You are not allowed to say anything nice about anyone associated with the Confederacy or else the damnyankees will crawl out of the woodwork and screech about how eeeeevil Southerners were fighting to preserve slavery.
Not as many as I will eventually be blamed for. :)
That's the problem with the POS -- he could hardly treat the islamic head cutters worse than the defenseless women of GA.
There's a place and a time for a Lee, and a place and a time for a Sherman. Say what you will about Bill The Arsonist, he did what he said he was going to do, and he won.
Honestly, I don't know if scorched-earth is the best policy in the WOT. In some places, yeah, but not everywhere. We're doing OK in a lot of Iraq by winning over the population.
}:-)4
Lee IMO was the last "founding father" in the Revolutionary mode. Very similar to Wahsington in many ways. But times had changed.
Well, if you are a lover of genocide, you should celebrate Sherman's birthday. While he possessed a very sharp military mind, Sherman also tried to decimate and destroy the American Indians of the western plains.
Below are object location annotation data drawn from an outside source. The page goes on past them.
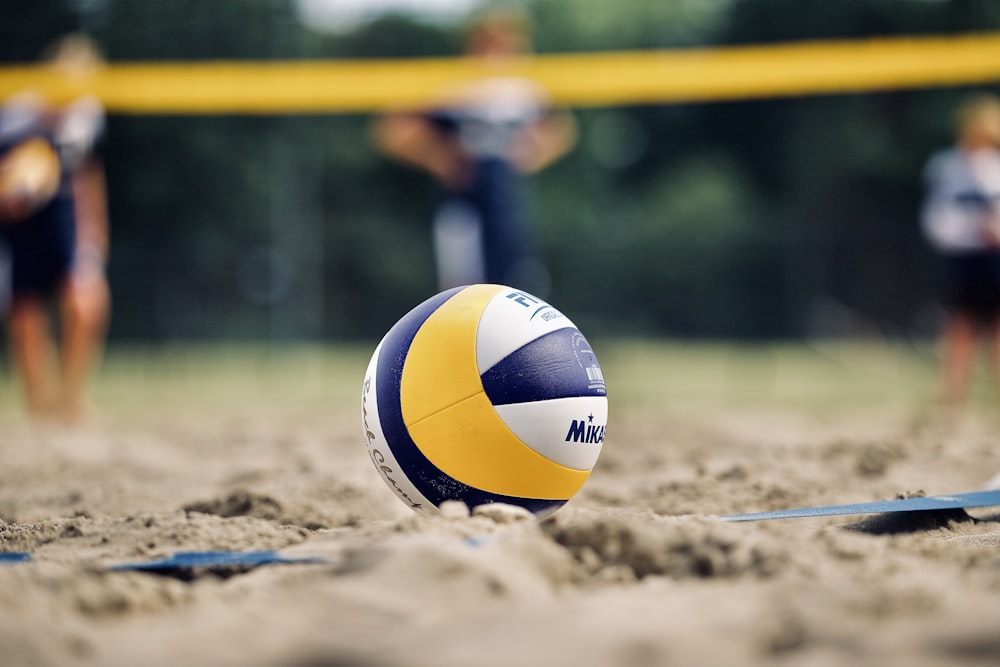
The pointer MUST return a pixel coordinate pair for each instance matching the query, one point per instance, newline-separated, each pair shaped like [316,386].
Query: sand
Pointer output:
[636,570]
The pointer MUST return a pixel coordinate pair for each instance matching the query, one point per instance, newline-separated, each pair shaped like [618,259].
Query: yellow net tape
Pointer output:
[593,79]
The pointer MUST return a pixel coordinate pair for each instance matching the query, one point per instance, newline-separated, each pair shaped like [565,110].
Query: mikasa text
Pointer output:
[586,431]
[377,456]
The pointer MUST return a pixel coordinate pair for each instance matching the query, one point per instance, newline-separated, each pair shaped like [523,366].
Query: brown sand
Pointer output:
[634,571]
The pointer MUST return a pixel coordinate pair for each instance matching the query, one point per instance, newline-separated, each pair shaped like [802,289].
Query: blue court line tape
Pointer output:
[955,501]
[14,557]
[192,559]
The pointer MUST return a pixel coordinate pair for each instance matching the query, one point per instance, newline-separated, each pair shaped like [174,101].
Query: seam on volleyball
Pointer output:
[509,430]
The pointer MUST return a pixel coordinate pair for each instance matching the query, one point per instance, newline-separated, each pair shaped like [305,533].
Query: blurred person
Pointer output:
[481,143]
[54,236]
[961,219]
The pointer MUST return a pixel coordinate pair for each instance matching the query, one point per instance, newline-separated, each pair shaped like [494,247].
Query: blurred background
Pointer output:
[762,219]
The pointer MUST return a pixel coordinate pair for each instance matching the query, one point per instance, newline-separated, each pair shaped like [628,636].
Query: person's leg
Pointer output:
[85,303]
[959,356]
[33,352]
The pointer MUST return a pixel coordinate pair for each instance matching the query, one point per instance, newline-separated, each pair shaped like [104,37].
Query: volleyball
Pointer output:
[484,394]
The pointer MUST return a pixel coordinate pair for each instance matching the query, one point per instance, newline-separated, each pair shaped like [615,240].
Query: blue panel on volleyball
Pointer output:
[955,501]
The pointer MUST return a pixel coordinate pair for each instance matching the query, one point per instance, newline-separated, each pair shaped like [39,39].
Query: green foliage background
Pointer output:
[772,219]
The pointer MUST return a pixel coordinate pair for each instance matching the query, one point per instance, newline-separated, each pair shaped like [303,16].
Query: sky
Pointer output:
[342,15]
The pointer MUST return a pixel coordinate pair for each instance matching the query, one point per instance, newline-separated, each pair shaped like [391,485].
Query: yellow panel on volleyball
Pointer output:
[469,442]
[440,368]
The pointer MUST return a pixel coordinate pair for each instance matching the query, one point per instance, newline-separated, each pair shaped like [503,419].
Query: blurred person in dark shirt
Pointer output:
[961,219]
[54,238]
[481,142]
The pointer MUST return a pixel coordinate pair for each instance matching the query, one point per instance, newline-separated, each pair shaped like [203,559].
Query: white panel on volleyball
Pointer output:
[569,431]
[378,448]
[511,320]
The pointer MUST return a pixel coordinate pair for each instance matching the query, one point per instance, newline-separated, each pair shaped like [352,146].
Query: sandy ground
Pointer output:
[635,571]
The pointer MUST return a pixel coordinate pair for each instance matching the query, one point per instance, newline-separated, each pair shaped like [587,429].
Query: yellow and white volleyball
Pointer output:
[484,394]
[29,178]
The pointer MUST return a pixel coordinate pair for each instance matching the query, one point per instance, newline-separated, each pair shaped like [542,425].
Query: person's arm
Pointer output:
[545,141]
[411,139]
[90,196]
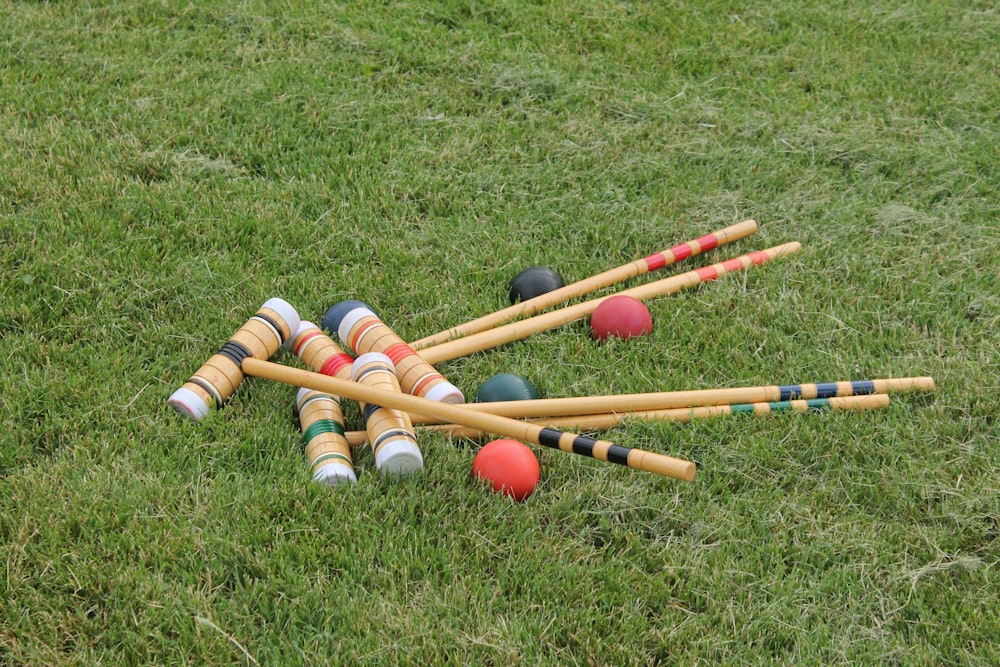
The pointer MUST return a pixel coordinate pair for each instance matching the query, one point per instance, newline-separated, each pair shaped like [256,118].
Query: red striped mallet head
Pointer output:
[390,431]
[361,330]
[319,353]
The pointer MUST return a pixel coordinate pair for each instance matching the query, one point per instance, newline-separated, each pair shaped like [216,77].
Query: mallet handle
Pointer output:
[485,340]
[639,267]
[660,464]
[610,420]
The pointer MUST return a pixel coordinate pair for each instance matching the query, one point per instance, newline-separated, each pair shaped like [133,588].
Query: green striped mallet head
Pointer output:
[326,448]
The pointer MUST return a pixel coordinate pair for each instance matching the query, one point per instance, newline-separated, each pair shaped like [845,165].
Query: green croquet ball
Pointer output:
[506,387]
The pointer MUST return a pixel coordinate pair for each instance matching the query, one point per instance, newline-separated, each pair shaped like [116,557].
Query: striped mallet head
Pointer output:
[361,330]
[319,353]
[390,431]
[212,385]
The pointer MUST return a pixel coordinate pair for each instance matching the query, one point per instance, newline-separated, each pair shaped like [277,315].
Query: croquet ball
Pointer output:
[534,281]
[620,316]
[510,467]
[506,387]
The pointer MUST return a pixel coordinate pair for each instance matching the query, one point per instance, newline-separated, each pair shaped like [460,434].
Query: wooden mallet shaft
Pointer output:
[508,333]
[622,403]
[619,274]
[682,415]
[659,464]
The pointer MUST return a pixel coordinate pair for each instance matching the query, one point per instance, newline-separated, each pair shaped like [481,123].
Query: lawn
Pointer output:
[167,167]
His one regret was that he did not kill them all.
Try Detroit. They actually LIKE it up there when you set fires. They do it every Halloween. :)
}:-)4
Yep, Sherman did it all on his own, didn't he? The noble Red man had lived a life of harmony with the whites prior to Sherman's arrival. Not a finger raised against him, he roamed free on the land his ancestors lived on before the white man ever arrived on these shores. </sarcasm>
Very interesting. Thanks.
Nice story. Apparently, it first appeared in a newspaper forty years later, in 1905. A lot of myths attached themselves to Lee in later years. Whether this story is true or not would be hard, maybe impossible, to say for sure.
Curiously, the spin attached to the story at the time is different from how it would be interpreted today. TL Broun, who made public his memory of the incident put it this way:
By this action of Gen. Lee the services were conducted as if the negro had not been present. It was a grand exhibition of superiority shown by a true Christian and great soldier under the most trying and offensive circumstances.
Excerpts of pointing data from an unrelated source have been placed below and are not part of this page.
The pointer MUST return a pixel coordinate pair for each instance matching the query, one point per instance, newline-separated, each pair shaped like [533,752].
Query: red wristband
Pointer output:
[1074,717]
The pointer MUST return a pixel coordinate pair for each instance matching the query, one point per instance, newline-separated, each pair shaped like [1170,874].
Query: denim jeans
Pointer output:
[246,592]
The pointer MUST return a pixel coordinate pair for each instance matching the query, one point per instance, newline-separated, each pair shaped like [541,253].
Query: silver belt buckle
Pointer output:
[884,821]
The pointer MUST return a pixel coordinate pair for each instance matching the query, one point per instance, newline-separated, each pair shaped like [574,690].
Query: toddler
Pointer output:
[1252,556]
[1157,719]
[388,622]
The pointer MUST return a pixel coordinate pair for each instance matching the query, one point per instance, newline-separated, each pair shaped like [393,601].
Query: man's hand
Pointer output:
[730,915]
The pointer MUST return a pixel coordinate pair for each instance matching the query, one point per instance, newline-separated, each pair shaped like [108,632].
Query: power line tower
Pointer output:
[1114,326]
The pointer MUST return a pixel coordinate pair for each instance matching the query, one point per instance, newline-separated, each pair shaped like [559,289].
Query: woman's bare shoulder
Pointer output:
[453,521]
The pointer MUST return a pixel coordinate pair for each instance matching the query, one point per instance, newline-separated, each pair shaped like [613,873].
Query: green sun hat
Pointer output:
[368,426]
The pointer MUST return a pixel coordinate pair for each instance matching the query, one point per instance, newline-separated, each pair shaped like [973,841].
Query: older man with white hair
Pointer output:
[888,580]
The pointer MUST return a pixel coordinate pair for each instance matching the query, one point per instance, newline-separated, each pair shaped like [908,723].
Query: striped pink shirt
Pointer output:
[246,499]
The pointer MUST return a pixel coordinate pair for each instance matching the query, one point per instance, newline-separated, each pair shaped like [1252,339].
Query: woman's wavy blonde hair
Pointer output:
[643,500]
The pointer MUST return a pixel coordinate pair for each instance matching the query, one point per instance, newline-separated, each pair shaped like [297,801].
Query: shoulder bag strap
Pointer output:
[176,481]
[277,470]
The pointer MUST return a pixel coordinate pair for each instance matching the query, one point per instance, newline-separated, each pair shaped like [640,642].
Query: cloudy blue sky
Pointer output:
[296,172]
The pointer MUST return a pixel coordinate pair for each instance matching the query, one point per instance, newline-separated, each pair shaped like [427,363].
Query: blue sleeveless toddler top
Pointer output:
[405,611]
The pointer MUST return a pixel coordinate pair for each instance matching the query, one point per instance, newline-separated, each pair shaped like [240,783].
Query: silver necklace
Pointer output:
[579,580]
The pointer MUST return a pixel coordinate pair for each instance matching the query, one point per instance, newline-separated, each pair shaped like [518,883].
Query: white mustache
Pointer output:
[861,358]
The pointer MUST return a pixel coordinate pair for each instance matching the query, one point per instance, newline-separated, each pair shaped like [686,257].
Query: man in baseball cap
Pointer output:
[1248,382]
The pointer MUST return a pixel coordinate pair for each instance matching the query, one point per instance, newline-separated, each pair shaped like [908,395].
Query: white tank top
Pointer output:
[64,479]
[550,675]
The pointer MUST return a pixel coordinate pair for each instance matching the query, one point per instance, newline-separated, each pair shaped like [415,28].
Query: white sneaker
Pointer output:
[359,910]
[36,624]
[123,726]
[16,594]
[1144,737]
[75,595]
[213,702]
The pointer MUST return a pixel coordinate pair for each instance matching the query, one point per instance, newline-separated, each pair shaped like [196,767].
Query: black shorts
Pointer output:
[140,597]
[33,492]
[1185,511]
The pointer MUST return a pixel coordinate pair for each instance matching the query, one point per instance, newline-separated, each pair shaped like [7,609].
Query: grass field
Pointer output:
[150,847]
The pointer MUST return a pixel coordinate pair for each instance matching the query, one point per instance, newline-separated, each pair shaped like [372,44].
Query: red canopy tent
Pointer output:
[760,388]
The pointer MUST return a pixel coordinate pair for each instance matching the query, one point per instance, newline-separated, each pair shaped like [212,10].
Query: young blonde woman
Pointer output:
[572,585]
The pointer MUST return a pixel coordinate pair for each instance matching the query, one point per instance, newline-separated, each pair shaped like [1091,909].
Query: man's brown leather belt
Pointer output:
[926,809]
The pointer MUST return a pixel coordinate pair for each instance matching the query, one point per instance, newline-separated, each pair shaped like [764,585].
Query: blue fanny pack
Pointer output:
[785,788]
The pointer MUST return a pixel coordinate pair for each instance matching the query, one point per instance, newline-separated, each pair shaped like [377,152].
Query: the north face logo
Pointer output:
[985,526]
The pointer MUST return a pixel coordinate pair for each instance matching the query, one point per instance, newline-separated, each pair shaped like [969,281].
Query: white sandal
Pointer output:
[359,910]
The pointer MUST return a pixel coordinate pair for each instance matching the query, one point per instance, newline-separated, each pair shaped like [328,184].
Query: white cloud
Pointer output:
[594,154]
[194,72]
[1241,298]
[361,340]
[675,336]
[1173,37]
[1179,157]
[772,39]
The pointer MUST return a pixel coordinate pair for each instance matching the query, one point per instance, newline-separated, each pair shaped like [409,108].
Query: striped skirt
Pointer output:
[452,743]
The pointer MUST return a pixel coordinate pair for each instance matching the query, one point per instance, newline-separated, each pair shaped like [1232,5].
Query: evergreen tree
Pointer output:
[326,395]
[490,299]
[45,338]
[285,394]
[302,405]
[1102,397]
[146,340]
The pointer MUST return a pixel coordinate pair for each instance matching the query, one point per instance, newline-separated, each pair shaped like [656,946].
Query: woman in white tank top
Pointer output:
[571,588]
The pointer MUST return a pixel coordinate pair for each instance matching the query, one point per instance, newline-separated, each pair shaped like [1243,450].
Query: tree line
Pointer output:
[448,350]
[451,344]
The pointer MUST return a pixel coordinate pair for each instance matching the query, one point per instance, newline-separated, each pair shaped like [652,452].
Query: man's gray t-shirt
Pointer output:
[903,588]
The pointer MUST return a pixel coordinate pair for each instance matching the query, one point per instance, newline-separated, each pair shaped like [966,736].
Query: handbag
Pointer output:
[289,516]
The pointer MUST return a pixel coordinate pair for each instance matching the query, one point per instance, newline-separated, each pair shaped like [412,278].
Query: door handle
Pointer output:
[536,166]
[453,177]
There are MANY "fine" American heroes equal to the celebrated Lee- and some above him, like Ronald Reagan. But all in all I agree with the article (I AM a historian).
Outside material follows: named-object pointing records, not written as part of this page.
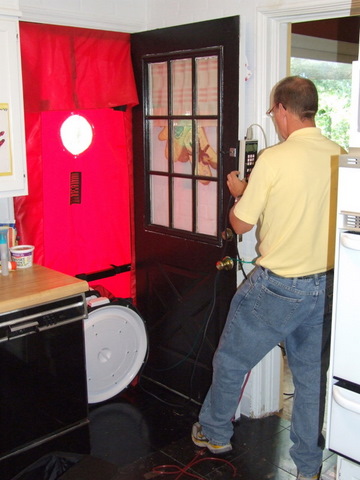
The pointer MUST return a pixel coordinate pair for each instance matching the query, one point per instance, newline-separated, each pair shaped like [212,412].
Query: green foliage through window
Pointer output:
[333,81]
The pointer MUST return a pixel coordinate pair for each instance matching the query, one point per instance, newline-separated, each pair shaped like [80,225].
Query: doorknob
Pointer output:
[226,263]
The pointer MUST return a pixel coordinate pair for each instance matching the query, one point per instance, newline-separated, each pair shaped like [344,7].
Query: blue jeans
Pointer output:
[265,310]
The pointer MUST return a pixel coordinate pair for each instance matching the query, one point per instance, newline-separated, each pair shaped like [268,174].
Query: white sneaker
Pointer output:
[201,441]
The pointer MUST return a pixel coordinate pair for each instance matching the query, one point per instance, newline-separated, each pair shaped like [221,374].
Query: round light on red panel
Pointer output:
[76,134]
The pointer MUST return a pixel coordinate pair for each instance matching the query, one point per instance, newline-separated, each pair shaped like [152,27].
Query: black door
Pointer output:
[185,139]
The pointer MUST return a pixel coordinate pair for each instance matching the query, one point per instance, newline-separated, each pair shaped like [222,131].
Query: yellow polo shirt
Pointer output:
[292,194]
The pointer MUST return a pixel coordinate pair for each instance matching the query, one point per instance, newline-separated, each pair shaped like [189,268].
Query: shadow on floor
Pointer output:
[141,437]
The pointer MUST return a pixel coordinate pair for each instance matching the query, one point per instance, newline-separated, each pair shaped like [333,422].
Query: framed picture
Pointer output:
[5,147]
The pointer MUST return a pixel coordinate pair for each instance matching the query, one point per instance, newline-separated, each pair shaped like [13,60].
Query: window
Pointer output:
[328,64]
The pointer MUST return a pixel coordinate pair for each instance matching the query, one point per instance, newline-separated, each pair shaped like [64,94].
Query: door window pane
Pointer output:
[181,86]
[182,142]
[158,145]
[157,88]
[159,200]
[206,148]
[182,204]
[207,85]
[206,208]
[182,150]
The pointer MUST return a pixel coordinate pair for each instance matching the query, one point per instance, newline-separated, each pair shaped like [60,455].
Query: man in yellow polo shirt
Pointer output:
[291,195]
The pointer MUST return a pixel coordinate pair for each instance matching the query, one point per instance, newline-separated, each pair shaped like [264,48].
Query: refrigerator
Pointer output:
[343,422]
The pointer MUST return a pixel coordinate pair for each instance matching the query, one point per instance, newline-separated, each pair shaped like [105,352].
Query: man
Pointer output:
[292,194]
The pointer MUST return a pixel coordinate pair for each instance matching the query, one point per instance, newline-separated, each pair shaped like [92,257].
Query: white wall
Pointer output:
[263,38]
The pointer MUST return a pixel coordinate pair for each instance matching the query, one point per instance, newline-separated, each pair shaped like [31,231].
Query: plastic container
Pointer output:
[22,255]
[4,251]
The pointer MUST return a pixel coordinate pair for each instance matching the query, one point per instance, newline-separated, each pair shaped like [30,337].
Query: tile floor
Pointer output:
[142,437]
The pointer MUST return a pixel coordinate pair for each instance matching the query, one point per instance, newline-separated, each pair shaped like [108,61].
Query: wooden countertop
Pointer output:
[25,287]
The revisionists don't just stop with re-painting men like Lee, they are also quite busy trying to "taliban" memorials. Right now, they are trying to gin up interest in destroying the memorial at Stone Mountain. This just might be the beginning of "Civil War II"...
Well he did get a riverboat named after him.
Having been born and raised in the north (of England), I don't really have a dog in this fight (as we say here in my adopted homeland of Texas).
Nevertheless, I will throw a little petrol on the fire: If this happened today, there would be no question whatever of the Southern states' right to secede. It would be called "self-determination," an idea whose validity has been enshrined in global politics since the end of the First World War and Wilson's fourteen points.
Oddly enough, Woodrow Wilson was a Virginian and old enough (b. 1856) to have childhood memories of the Civil War period.
His son did sue for payment and won. He was awarded $150,000 if memory serves.
Lee's final years as the President of Washington College in Virginia, provide a very moving account of a man trying to make one final contribution to his society by molding the next generation of leaders.
Yup, and they're buried right in his front yard.
It's a sad irony, to have to curse the US for this travesty against property rights while blessing the place as "hallowed" as burial for many heroes.